- Court: United States Court of Appeals for the Third Circuit
- Full case name: Ronald A. Williams v. James Price, Superintendent, SCI-Pittsburgh; D. Michael Fisher, Attorney General
- Argued: February 10, 2003
- Decided: September 9, 2003
- Citation: 343 F.3d 223

Court membership
- Judges sitting: Samuel Alito, Theodore A. McKee, William Schwarzer (N.D. Cal.)

Case opinions
- Majority: Alito, joined by a unanimous court

= Williams v. Price =

Williams v. Price, 343 F.3d 223 (3d Cir. 2003), was a 2003 legal case decided in the United States Court of Appeals for the Third Circuit. The appellant was Ronald A. Williams, an African American prisoner; the suit was brought against James Price, the prison superintendent of State Correctional Institution – Pittsburgh, and D. Michael Fisher, the then-Attorney General of Pennsylvania.
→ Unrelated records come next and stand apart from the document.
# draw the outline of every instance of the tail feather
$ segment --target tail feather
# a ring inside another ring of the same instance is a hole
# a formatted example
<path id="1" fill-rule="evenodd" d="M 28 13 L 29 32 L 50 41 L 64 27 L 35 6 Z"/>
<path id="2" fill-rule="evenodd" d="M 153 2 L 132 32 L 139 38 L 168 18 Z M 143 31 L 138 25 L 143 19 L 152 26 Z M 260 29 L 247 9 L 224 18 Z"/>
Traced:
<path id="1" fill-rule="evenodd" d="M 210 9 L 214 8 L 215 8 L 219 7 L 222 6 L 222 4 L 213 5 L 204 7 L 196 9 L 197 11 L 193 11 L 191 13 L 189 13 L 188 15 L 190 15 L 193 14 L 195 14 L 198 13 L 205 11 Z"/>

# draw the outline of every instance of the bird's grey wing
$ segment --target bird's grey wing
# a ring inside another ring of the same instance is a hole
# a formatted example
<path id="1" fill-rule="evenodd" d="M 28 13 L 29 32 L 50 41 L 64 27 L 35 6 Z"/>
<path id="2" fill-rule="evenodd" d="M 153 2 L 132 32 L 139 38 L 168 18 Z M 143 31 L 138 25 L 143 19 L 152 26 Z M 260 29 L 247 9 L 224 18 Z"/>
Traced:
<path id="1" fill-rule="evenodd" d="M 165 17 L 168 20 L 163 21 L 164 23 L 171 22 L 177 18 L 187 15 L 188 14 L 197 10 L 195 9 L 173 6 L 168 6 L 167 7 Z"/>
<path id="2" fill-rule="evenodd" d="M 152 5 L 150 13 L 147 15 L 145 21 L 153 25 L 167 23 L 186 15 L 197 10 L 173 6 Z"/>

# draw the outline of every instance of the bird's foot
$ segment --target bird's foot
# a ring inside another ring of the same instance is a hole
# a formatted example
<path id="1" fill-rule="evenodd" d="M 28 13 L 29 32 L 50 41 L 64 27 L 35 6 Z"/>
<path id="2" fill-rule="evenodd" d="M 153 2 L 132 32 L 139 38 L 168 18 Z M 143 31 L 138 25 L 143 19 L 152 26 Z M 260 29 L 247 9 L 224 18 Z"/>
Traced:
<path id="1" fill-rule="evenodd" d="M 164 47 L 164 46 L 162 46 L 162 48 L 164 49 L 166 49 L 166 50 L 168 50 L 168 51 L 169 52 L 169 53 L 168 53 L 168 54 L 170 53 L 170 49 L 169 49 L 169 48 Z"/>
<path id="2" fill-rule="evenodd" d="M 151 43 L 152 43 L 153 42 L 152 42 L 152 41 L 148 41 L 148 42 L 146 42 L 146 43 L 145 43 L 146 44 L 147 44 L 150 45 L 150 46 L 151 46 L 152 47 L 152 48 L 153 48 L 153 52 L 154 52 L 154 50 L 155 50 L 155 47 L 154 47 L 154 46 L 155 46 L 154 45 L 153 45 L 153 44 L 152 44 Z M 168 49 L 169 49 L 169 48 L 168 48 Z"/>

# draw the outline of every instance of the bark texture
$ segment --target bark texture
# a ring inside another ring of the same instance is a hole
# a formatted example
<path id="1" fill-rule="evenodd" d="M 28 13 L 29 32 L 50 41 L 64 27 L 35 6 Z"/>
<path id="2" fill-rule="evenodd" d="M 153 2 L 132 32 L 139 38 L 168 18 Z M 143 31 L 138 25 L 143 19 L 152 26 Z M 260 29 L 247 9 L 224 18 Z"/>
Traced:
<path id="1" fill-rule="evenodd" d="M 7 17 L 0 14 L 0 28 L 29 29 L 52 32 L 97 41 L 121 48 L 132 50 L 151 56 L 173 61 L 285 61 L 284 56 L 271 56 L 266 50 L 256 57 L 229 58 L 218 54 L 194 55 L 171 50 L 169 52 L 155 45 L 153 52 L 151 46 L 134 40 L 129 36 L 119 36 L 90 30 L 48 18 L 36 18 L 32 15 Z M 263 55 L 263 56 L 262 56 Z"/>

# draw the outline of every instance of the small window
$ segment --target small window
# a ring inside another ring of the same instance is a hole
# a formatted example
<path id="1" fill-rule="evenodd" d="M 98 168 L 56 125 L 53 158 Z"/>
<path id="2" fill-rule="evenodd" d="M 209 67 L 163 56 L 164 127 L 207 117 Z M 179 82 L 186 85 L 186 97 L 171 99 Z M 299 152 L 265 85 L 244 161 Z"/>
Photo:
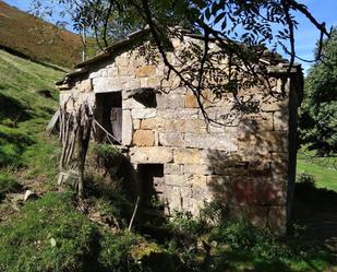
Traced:
<path id="1" fill-rule="evenodd" d="M 143 206 L 163 210 L 160 197 L 164 190 L 164 165 L 139 164 L 137 172 L 142 186 Z"/>

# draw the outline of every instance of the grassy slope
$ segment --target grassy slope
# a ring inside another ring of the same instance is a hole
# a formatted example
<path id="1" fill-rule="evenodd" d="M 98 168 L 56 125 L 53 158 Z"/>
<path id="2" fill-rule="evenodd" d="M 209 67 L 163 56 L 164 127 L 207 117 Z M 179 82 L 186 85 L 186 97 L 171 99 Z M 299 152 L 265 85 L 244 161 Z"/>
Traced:
<path id="1" fill-rule="evenodd" d="M 44 131 L 58 106 L 53 82 L 61 75 L 0 50 L 0 191 L 11 176 L 29 187 L 47 185 L 56 175 L 58 147 Z M 53 97 L 40 90 L 50 90 Z"/>
<path id="2" fill-rule="evenodd" d="M 318 188 L 337 191 L 337 159 L 317 158 L 311 153 L 300 151 L 298 154 L 297 172 L 308 173 L 316 178 Z"/>
<path id="3" fill-rule="evenodd" d="M 81 60 L 81 38 L 60 31 L 0 0 L 0 46 L 7 46 L 33 59 L 72 67 Z"/>

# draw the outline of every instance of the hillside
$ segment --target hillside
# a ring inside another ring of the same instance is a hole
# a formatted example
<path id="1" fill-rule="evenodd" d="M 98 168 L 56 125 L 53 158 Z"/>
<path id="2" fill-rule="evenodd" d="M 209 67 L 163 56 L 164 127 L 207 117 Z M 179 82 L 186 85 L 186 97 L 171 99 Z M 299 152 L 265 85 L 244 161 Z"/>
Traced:
<path id="1" fill-rule="evenodd" d="M 0 48 L 62 67 L 81 60 L 81 38 L 0 0 Z"/>
<path id="2" fill-rule="evenodd" d="M 17 182 L 52 182 L 57 146 L 44 131 L 58 107 L 53 82 L 62 73 L 0 50 L 0 200 Z"/>

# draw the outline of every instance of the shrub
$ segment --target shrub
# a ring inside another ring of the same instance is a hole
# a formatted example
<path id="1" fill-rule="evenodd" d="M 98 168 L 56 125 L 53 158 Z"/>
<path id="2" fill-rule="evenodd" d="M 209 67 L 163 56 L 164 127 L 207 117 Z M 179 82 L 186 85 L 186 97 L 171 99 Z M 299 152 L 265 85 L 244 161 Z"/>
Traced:
<path id="1" fill-rule="evenodd" d="M 200 234 L 203 226 L 189 211 L 173 211 L 169 226 L 183 234 Z"/>
<path id="2" fill-rule="evenodd" d="M 308 173 L 301 173 L 297 176 L 296 181 L 298 184 L 301 184 L 302 186 L 309 187 L 309 188 L 315 188 L 316 180 L 315 177 Z"/>
<path id="3" fill-rule="evenodd" d="M 5 197 L 5 193 L 14 192 L 21 188 L 22 186 L 11 178 L 9 174 L 0 173 L 0 200 Z"/>
<path id="4" fill-rule="evenodd" d="M 97 237 L 71 193 L 47 193 L 0 225 L 0 271 L 80 271 Z"/>

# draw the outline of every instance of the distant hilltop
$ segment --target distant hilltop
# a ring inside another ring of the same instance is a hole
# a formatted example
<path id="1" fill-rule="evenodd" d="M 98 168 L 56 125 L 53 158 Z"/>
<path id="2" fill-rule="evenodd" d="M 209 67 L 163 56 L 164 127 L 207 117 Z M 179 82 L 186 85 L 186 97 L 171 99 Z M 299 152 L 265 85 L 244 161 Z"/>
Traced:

The case involved voir dire, a legal process in which potential jurors are asked questions to investigate their suitability for jury duty. Williams, serving life imprisonment for first-degree murder for the 1984 slaying of Archie Bradley in Cranberry Township, Butler County, Pennsylvania. Williams alleged that his Sixth Amendment right to an impartial jury was abridged when jurors lied regarding their racial prejudices during voir dire. State courts had refused to consider the testimony of a witness who stated that a juror had uttered derogatory remarks about African Americans during an encounter in the courthouse after the conclusion of the trial.

Samuel Alito, writing the court's opinion, declared that "the state courts' refusal to receive some but not all of this evidence violated Williams's clearly established constitutional rights."

The opinion granted a writ of habeas corpus to Williams.